Nice work, that is a good improvement! I had another idea pop in my head. Why not use the MOD1_MASK bit, change its meaning to "NO_MOD and NO_FB" that way for cases like algo 32, you could branch over the whole thing for many operators.

aminixduser avatar Nov 25 '20 13:11 aminixduser

That will be just like at least on OP modulation can be skipped in the worst case. I currently implementer variant 4 and it will do the same in case the "at least one OP" could be actually OP6 =)

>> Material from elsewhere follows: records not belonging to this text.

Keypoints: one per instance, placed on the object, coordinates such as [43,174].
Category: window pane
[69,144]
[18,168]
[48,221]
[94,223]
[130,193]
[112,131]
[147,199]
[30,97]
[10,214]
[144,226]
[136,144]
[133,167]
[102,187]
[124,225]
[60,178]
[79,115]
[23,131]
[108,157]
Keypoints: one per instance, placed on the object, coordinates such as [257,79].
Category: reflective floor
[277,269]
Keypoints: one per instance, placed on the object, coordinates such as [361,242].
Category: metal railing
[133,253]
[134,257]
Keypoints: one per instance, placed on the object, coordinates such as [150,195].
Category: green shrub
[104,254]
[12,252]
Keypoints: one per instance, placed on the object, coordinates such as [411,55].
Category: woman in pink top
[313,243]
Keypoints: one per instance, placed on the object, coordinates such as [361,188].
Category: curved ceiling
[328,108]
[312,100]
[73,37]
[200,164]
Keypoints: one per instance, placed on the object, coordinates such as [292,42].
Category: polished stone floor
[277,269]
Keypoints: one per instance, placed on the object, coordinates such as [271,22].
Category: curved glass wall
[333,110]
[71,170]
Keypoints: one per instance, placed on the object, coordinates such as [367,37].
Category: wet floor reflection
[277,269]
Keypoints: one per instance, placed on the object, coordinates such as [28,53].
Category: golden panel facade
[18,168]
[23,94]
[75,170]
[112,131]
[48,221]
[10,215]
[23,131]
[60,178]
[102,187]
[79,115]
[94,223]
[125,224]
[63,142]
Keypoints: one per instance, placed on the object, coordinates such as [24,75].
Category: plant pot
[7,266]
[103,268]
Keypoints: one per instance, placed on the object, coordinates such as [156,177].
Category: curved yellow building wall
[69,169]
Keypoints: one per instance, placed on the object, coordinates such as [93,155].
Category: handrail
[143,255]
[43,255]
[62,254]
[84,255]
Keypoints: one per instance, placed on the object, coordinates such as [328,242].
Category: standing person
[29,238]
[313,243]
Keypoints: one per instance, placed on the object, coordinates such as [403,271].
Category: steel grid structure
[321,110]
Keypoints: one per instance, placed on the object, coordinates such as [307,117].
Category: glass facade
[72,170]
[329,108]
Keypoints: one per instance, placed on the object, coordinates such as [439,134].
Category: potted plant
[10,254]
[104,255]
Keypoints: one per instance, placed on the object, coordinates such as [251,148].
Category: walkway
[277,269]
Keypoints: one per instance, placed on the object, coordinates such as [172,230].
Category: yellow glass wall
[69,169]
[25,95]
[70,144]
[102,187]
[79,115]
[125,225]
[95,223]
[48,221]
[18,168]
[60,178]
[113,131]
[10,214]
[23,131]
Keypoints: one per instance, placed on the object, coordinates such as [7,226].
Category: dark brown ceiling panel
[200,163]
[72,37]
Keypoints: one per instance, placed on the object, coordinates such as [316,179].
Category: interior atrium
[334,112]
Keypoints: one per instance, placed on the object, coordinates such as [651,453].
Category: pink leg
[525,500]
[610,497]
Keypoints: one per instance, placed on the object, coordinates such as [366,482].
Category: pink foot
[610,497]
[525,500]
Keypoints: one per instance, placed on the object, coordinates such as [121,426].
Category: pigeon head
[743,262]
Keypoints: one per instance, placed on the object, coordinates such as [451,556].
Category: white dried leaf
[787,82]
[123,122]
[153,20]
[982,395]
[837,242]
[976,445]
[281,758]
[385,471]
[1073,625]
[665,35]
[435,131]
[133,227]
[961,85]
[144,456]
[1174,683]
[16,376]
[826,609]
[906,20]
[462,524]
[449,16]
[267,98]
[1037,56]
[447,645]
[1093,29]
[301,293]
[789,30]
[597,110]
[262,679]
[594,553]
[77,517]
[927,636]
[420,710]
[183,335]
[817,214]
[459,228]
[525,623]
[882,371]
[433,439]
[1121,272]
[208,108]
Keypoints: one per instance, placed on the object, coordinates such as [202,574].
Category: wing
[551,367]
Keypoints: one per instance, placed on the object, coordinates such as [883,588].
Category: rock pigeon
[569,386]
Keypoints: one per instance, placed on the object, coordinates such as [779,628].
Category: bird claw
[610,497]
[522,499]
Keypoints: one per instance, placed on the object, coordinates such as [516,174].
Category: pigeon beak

dukesrg avatar Nov 25 '20 16:11 dukesrg

@aminixduser implemented in 63a25f4 though since not all the loop in the asm, some overhead introduced by compiler

  • 1 or 2 movs (modw0 preserved/restored for unknown reason)
  • 1 ldr (s_opval displacement explicitly loaded, while originally one of the registers used as a base offset for such loads) Approx 4 cycles per operator so about 115 cycles - not much.

GCC construct of indexed goto did not compile like that.

dukesrg avatar Nov 25 '20 18:11 dukesrg

Nice work, that is a good improvement! I had another idea pop in my head. Why not use the MOD1_MASK bit, change its meaning to "NO_MOD and NO_FB" that way for cases like algo 32, you could branch over the whole thing for many operators.

Implemented in 70464d0 at least 2 to 4 cycles saved. Also changed the feedback operator source representation that reduces precalculation slightly (in the next commit)

dukesrg avatar Nov 26 '20 21:11 dukesrg

@aminixduser Have a better idea. Imagine we have all opval and modw in registers. It wil be just

5c tbb
1c lsls
1c it
1c addmi
...

  1. matrix with table branch (TBB) and all in registers 3 * 5 + 3 * 10 + (2+3) * 5 (branch) = 70 cycles

But currently it will produce str/ldr...str/ldr or push/ldr...str/pop which is (2*2(1+6)) = up to 28 cycles. So it will make sence if all loop is in pure assembly otherwise handling C will require register save/restore penalty.

dukesrg avatar Dec 02 '20 08:12 dukesrg